Should Indiana's Republican supermajority pass House Bill 1001 based on accurate and well-informed historical comparisons to the Holocaust, let them do so. If, on the other hand, their best arguments rely on offensive comparisons that trivialize this history and only amplify antisemitic tendencies, then the proponents of this bill should immediately repudiate these comparisons and find better evidence to make their case.
Wording of state law raises hauler questions
The interesting thing about current law for waste management bids is the phrase, “By state law, Indiana municipalities must go with the lowest responsible and responsive bidder.”
Red River seems to be neither. Did the company dupe our city?
Somber anniversary for Azerbaijanis
Today, one of our closest allies, the Republic of Azerbaijan, marks the 32nd anniversary of one of the most heinous massacres committed against its people by Soviet troops. The mass killing of more than 130 civilians in the city of Baku more than three decades ago became the grand event that cracked the foundations of our adversary: the Soviet regime.

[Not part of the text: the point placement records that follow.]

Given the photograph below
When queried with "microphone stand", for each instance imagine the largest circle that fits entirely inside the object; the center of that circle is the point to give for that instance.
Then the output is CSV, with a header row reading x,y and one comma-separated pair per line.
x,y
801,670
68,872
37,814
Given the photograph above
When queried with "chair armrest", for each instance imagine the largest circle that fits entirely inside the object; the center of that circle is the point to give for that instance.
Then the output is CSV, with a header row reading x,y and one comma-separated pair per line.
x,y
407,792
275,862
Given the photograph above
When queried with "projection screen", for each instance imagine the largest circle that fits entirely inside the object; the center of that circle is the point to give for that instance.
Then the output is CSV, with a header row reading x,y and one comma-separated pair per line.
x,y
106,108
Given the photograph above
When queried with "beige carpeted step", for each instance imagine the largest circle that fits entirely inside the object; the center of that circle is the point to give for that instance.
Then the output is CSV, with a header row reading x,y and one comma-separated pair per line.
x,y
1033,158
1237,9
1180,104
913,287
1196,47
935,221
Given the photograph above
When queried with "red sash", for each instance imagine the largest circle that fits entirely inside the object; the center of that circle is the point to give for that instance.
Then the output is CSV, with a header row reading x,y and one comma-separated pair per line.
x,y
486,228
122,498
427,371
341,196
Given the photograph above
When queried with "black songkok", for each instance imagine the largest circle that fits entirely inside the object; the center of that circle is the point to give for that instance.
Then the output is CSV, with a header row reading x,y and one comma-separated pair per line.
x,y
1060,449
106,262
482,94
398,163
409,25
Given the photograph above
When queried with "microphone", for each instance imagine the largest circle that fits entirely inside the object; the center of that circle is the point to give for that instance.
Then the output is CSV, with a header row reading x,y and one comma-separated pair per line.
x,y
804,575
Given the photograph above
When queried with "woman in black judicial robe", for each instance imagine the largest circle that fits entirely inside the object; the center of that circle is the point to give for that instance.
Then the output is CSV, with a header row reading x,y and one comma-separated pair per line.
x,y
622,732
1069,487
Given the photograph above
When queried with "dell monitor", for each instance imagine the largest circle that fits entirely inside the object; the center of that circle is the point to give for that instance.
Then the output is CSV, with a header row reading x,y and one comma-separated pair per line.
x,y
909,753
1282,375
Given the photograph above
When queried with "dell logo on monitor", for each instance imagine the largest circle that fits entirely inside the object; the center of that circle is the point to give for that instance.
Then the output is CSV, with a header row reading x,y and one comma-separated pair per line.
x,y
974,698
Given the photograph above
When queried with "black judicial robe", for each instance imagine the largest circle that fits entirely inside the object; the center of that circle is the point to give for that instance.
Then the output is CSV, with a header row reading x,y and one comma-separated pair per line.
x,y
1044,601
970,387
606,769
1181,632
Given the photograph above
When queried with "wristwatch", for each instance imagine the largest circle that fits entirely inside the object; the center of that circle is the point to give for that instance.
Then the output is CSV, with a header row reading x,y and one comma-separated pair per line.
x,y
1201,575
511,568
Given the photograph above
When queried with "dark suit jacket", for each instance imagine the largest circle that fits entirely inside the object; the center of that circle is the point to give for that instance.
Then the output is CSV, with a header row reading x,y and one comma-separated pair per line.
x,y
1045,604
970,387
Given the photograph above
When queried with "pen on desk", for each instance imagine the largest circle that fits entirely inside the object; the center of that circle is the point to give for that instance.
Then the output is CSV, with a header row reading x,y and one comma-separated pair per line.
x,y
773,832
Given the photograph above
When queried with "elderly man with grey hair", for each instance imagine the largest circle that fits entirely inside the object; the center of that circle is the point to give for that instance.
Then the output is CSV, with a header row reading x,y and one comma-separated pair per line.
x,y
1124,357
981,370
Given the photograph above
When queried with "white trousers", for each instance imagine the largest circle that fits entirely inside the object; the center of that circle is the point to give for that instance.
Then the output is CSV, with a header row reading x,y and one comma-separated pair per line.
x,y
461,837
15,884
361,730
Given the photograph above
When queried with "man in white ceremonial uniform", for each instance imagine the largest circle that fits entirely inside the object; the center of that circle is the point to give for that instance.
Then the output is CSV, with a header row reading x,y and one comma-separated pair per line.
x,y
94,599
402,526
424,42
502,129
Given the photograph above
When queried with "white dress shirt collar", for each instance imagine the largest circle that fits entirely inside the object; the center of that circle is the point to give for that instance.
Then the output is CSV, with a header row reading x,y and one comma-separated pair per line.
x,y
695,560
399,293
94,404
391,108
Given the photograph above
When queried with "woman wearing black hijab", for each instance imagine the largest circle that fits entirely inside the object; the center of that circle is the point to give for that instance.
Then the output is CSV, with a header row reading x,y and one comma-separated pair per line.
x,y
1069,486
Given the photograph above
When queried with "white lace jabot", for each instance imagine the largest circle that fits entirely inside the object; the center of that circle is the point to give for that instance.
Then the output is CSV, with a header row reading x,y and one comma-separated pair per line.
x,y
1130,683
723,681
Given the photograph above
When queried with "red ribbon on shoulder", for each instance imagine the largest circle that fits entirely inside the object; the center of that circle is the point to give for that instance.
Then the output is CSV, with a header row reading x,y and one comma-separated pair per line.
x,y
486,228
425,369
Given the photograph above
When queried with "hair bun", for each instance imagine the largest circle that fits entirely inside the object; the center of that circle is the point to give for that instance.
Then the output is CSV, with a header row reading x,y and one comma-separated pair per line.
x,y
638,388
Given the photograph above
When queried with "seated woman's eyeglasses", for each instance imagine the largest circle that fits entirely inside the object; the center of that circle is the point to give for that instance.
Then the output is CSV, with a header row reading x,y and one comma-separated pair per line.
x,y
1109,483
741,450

To crush the voices of Azerbaijan and suppress the emerging voices of democracy, on the night of Jan. 19-20, 1990, Moscow sent 26,000 Soviet troops to brutally invade Azerbaijan. By the morning hours of Jan. 20, after an armed attack against unarmed people, 140 civilians lay dead on the streets of the city, and more would be killed in the following days.
We must speak out against the Kremlin's war crimes, perpetrated three decades ago, now and in the future.